A final barrier is inexperience with fitting M&S into the conventional drug development timeline. EOP2D are typically made very quickly after phase II results become available, while results of M&S based on these data might take several months to become available. One potential solution to this dilemma is the increased use of combined Phase II/III trials, in which an interim analysis is planned and conducted at the end of the phase II portion while accrual continues on the phase III portion. In this setting, M&S could be undertaken side-by-side with conventional statistical analyses and used to guide the decision about whether to continue forward with the phase III trial. These analyses could even be repeated at intervals with preliminary phase III data in order to inform changes to target accrual and possible decisions about early termination, similar to adaptive designs that are increasingly used in oncology trials.10 Figure 1 schematically illustrates this proposed paradigm.
Given the high failure rate of phase III trials in oncology and the current economic climate for funding new trials, it is more important than ever to use all tools available to optimize the efficiency and success rate of drug development.

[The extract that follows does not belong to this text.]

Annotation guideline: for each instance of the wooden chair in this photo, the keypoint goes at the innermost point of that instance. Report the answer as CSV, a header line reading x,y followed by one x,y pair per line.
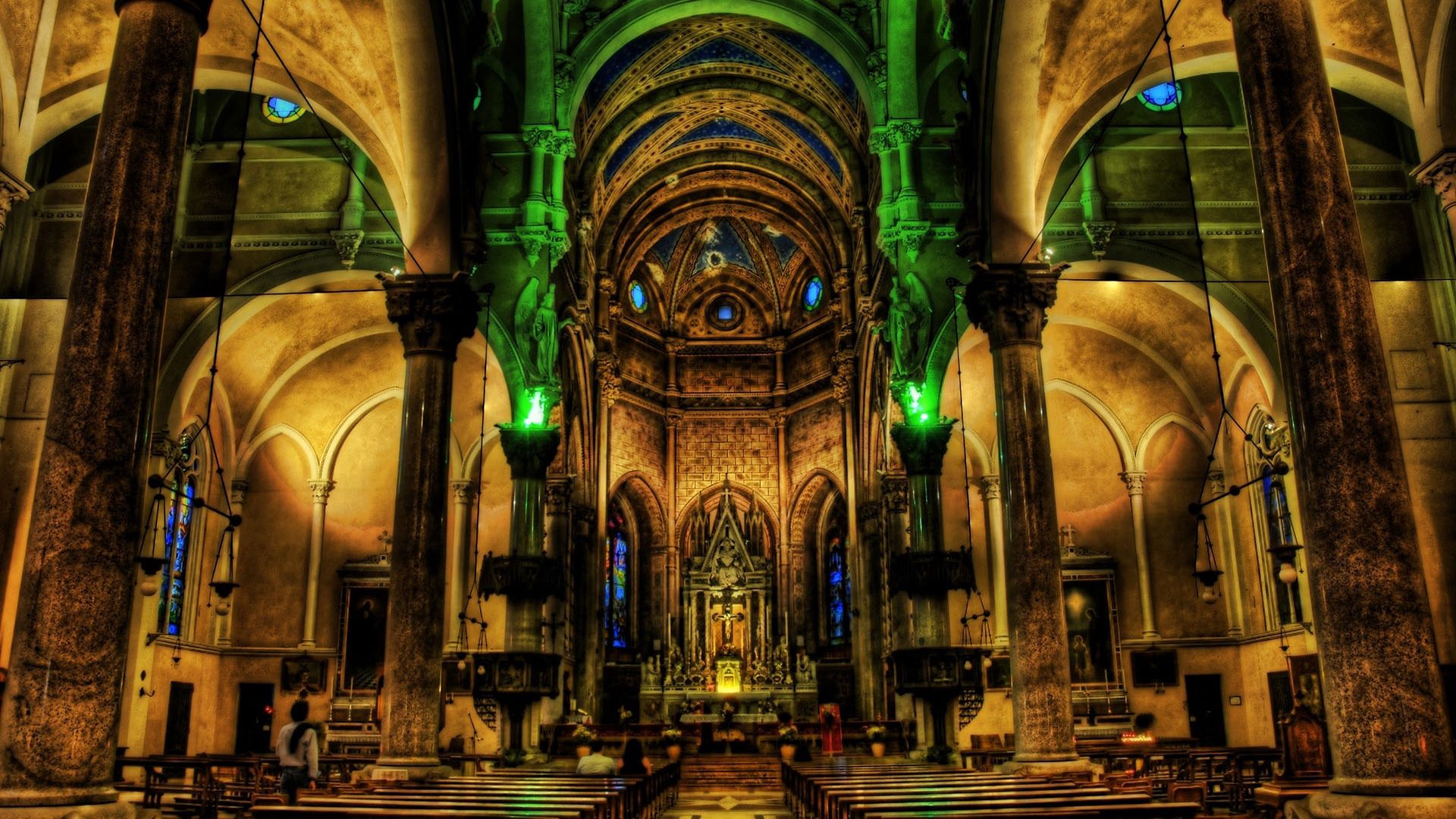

As Claret et al shows, M&S has the potential to enhance oncology drug development by informing EOP2D. However, M&S in oncology drug development will not fulfill its potential if we we do not recognize and overcome the significant but remediable barriers to success.
Grant support: NIH training grant T32GM007019 for Clinical Therapeutics (MRS), National Cancer Institute Mentored Career Development Award K23CA124802 (MLM), and a Conquer Cancer Foundation Translational Research Professorship Award (MJR).
This is a commentary on article Claret L, Lu JF, Bruno R, Hsu CP, Hei YJ, Sun YN. Simulations using a drug-disease modeling framework and phase II data predict phase III survival outcome in first-line non-small-cell lung cancer. Clin Pharmacol Ther. 2012;92(5):631-4.
Conflicts of interest: MRS and MJR have no relevant conflicts to disclose. MLM has received confidential data and reimbursement for travel expenses from GlaxoSmithKline for related research.